Von Stuck and Drtikol also add another element to the Decadent sphinx: a more decadent environment. The Greek sphinx destroyed the countryside of Thebes, leaving it dreary and aweary, a desolate eyesore. At her mountaintop, the sphinx was surrounded by the remains of her prey and dull rock faces. More in custom with the Egyptian sphinx, the von Stuck and Drtikol gave an artificial environment more suited to a Decadent who tires of nature's monotony. Along with the red velvet blanket, von Stuck's sphinx has a small waterfall pouring into a dark pool by her side. She is framed by an ornate gold and marble design, with her title precisely carved into the marble with the decadent mimicry of an arcane font. Drtikol's sphinx is placed on a carved stone base, and her title is engraved on its side in shimmering letters.

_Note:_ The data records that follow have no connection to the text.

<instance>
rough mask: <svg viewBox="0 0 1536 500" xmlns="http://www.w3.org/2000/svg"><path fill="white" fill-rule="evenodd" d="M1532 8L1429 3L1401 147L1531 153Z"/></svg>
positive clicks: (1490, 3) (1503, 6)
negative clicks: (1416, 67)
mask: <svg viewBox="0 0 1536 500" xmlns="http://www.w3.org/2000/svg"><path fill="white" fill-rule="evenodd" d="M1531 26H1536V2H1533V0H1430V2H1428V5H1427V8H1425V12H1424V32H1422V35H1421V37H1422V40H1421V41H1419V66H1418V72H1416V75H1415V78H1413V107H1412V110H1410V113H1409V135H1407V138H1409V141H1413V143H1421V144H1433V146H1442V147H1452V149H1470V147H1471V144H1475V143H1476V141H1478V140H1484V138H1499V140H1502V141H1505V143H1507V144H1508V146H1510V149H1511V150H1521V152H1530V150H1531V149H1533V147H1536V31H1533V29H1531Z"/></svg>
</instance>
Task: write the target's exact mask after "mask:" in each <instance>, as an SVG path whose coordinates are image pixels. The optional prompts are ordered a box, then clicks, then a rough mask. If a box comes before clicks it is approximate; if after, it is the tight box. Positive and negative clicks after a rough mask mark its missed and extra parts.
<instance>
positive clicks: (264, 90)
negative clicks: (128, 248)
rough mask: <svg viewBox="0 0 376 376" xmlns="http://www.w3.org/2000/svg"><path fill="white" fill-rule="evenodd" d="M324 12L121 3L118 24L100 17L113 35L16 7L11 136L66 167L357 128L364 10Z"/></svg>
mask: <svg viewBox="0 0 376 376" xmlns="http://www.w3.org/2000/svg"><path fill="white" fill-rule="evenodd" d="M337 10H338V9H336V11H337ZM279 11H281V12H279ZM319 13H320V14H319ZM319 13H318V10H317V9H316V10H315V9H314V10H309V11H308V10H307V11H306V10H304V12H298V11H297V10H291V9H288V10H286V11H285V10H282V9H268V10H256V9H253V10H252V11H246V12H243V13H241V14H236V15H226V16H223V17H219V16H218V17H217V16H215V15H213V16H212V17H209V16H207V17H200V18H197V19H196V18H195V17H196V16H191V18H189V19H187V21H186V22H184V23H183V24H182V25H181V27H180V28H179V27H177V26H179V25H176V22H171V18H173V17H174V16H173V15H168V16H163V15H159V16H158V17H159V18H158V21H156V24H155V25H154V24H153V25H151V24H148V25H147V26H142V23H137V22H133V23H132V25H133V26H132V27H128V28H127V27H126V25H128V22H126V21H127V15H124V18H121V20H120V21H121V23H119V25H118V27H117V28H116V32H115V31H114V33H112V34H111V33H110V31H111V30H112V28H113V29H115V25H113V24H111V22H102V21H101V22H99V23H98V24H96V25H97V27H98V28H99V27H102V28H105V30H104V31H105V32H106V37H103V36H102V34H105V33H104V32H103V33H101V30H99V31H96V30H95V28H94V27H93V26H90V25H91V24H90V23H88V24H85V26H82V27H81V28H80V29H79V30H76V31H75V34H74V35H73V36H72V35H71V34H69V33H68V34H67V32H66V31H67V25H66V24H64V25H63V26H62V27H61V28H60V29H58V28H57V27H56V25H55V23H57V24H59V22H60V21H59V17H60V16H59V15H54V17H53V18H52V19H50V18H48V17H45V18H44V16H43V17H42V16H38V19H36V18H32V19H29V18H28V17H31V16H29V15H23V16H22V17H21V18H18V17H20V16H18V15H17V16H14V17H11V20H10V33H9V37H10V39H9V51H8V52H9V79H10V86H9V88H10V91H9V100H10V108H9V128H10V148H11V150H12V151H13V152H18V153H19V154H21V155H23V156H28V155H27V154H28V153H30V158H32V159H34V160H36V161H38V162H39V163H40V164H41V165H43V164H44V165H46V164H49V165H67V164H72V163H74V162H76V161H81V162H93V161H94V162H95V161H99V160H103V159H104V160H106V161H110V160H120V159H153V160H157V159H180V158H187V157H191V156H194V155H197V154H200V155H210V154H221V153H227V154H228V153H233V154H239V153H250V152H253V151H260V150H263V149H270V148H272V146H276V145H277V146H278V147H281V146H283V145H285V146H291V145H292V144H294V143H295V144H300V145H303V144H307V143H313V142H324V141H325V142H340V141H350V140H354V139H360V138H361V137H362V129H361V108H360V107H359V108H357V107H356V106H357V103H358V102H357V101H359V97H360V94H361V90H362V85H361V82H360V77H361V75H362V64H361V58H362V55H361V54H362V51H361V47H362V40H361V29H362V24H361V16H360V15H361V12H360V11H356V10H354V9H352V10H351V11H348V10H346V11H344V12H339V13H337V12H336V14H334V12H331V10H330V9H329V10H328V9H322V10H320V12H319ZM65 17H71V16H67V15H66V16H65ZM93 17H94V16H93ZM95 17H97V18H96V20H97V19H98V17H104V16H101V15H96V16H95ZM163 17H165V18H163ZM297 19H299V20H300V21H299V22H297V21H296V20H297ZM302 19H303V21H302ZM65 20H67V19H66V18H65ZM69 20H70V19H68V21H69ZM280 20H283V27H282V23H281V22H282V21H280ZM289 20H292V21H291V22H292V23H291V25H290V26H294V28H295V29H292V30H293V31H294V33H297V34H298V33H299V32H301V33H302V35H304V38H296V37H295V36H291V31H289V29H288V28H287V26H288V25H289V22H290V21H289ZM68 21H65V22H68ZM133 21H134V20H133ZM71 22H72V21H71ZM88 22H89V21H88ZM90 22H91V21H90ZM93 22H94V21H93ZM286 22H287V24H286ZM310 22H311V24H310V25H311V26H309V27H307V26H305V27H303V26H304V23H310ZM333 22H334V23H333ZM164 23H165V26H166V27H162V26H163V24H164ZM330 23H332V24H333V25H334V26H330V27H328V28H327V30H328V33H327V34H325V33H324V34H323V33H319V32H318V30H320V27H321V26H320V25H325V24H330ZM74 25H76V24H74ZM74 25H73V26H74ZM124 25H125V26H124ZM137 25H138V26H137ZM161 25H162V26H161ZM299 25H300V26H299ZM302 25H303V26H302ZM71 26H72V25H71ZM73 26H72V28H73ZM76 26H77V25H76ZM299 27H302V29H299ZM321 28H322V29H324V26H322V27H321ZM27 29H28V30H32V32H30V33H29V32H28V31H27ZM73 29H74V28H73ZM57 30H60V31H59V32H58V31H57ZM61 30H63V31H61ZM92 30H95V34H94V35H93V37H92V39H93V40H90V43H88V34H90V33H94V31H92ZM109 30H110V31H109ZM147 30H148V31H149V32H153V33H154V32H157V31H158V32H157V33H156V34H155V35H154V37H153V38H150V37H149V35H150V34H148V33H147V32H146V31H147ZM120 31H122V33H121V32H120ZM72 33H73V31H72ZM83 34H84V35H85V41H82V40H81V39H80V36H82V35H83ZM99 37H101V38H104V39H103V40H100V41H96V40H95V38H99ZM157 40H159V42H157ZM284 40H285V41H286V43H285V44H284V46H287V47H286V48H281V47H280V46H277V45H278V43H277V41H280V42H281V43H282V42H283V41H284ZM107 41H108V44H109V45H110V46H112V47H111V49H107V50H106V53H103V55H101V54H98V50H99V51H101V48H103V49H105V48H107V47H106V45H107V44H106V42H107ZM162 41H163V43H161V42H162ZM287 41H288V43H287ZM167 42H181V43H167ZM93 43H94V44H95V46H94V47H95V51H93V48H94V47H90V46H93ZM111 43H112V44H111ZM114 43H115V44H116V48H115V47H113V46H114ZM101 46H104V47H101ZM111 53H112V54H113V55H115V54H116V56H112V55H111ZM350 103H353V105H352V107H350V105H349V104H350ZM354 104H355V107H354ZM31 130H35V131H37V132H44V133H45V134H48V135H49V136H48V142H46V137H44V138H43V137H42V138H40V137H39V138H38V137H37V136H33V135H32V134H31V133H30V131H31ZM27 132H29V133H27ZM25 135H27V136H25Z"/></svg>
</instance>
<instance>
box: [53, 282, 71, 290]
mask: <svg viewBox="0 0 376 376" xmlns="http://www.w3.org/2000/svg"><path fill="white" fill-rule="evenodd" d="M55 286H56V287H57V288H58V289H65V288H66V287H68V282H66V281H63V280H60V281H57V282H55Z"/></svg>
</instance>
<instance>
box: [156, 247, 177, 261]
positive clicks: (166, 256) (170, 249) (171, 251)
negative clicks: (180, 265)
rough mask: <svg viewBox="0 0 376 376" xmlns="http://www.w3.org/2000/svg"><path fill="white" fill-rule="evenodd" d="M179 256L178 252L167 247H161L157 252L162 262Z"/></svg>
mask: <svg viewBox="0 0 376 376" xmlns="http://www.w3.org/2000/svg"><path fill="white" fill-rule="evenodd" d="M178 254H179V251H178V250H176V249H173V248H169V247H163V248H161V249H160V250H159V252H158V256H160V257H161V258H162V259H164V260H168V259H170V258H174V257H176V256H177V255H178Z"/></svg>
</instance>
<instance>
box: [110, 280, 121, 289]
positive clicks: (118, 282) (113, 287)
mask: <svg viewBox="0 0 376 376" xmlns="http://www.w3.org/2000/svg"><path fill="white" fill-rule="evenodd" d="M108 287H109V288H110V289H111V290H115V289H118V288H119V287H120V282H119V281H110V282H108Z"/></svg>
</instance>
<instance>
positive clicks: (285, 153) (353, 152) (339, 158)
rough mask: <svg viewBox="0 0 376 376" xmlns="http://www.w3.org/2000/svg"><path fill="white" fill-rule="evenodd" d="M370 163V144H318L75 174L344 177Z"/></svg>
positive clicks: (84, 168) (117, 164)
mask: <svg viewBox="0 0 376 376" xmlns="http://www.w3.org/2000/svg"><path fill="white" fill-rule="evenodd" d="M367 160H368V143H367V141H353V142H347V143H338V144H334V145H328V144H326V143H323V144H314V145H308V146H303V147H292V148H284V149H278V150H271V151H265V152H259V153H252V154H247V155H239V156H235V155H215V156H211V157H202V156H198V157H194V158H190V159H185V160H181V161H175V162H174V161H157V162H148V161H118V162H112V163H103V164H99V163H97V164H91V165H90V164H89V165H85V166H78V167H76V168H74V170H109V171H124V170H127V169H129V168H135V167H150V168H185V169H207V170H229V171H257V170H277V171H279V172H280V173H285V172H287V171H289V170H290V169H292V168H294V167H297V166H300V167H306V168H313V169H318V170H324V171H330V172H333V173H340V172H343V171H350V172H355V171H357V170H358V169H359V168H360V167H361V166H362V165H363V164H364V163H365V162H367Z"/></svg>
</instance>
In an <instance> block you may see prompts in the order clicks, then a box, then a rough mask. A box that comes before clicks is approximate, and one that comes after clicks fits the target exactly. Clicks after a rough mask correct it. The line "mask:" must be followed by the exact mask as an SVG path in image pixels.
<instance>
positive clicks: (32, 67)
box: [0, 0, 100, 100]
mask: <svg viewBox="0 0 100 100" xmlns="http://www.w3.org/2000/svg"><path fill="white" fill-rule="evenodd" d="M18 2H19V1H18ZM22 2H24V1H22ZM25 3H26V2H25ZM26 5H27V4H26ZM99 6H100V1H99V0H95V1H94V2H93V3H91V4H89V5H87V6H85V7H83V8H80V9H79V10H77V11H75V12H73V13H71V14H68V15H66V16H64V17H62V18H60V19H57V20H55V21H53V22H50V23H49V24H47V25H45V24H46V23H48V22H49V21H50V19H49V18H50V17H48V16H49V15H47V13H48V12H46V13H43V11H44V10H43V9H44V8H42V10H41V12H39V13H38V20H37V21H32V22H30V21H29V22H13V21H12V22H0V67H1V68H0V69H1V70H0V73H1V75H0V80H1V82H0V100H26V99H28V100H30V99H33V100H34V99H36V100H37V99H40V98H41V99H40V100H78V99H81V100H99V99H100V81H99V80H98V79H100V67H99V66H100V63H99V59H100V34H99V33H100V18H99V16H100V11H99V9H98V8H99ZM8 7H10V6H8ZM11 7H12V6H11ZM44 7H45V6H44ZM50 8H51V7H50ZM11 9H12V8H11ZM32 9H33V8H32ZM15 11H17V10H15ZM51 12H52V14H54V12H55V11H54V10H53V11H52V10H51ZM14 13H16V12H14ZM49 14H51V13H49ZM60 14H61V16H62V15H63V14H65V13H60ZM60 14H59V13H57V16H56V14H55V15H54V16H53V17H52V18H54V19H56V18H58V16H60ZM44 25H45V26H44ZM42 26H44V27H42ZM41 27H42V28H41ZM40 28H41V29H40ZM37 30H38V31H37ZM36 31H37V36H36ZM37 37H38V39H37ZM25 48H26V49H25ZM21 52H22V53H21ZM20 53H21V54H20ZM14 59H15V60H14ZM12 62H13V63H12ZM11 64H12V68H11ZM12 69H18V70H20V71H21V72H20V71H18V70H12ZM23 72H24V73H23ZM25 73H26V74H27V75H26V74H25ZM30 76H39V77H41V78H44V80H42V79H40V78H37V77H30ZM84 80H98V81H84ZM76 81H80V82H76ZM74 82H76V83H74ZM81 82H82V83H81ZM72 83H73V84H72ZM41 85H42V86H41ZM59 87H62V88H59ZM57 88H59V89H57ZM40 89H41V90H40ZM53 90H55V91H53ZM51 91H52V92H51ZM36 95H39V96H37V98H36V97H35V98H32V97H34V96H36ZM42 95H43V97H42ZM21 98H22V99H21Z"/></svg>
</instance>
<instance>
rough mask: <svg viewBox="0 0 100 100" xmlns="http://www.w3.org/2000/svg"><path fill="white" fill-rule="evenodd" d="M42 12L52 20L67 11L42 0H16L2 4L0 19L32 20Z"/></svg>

Khnopff's Caresses (1896) explores the sphinx's charm in ways the previous Decadent artists have not. The female sexual power is not overt in this sphinx, nor is the male weakness. Both of the faces are androgynous, the male is not particularly muscular, and the sphinx, though she does have her leonine body, does not show her breasts. However, this does not detract from the sphinx's power. The male appears in a trance as he looks to the distance. The sphinx's eyes have narrowed as she makes a preliminary caress across her prey's abdomen. She is still a powerful seductress — she has drawn ion her prey and is that much closer to having her feast.

In order to construct the Decadent sphinx, one must look at both the Egyptian and the Greek sphinxes and how the Decadents represent each. The Egyptian sphinx represents the enigma of human existence, from the presence of the idol from an ancient time. Its symbol gives the Decadents a comparison to the very finite span of a human lifetime. The Egyptian sphinx is a point for the questioning soul that represents a lifetime, an existence, and a meaning bigger than one's own. Meanwhile, the Greek sphinx takes on an entirely different power, one of brute strength, majesty, and sexuality. The Decadents find an intriguing subject in the danger, destruction, death, and suffering it represents — a raw force that puts puny mortal existence into perspective.

From such diverse meanings, the sphinxes of two great ancient civilizations converge at Decadence. Combined, these two form the Decadent sphinx: the ultimate symbol of physical and existential power.

Sources

Jordan, Paul. Riddles of the Sphinx. New York: New York University Press, 1998.

Lenardon, Robert J. and Mark P. O. Morford. Classical Mythology 5th ed. White Plains: Longman, 1971.

Pinch, Geraldine. Handbook of Egyptian Mythology. Santa Barbara: ABC-CLIO, 2002.

Regier, William Goth. Book of the Sphinx. Lincoln: University of Nebraska Press, 2004.

Rich, Marjorie. "The imagination of Elihu Vedder--as revealed in his book illustrations. American Art Journal. 6.1 (May 1974): 39-41. http://www.jstor.org/stable/1593964?seq=2

The Pre-Raphaelites. London: Tate Gallery/Allen Tate, 1984.

Urban, Otto M. In Morbid Colours: Art and the Idea of Decadence in the Bohemian Lands, 1880-1914. Prague: Municipal House and Arbor Vitae Press, 2006.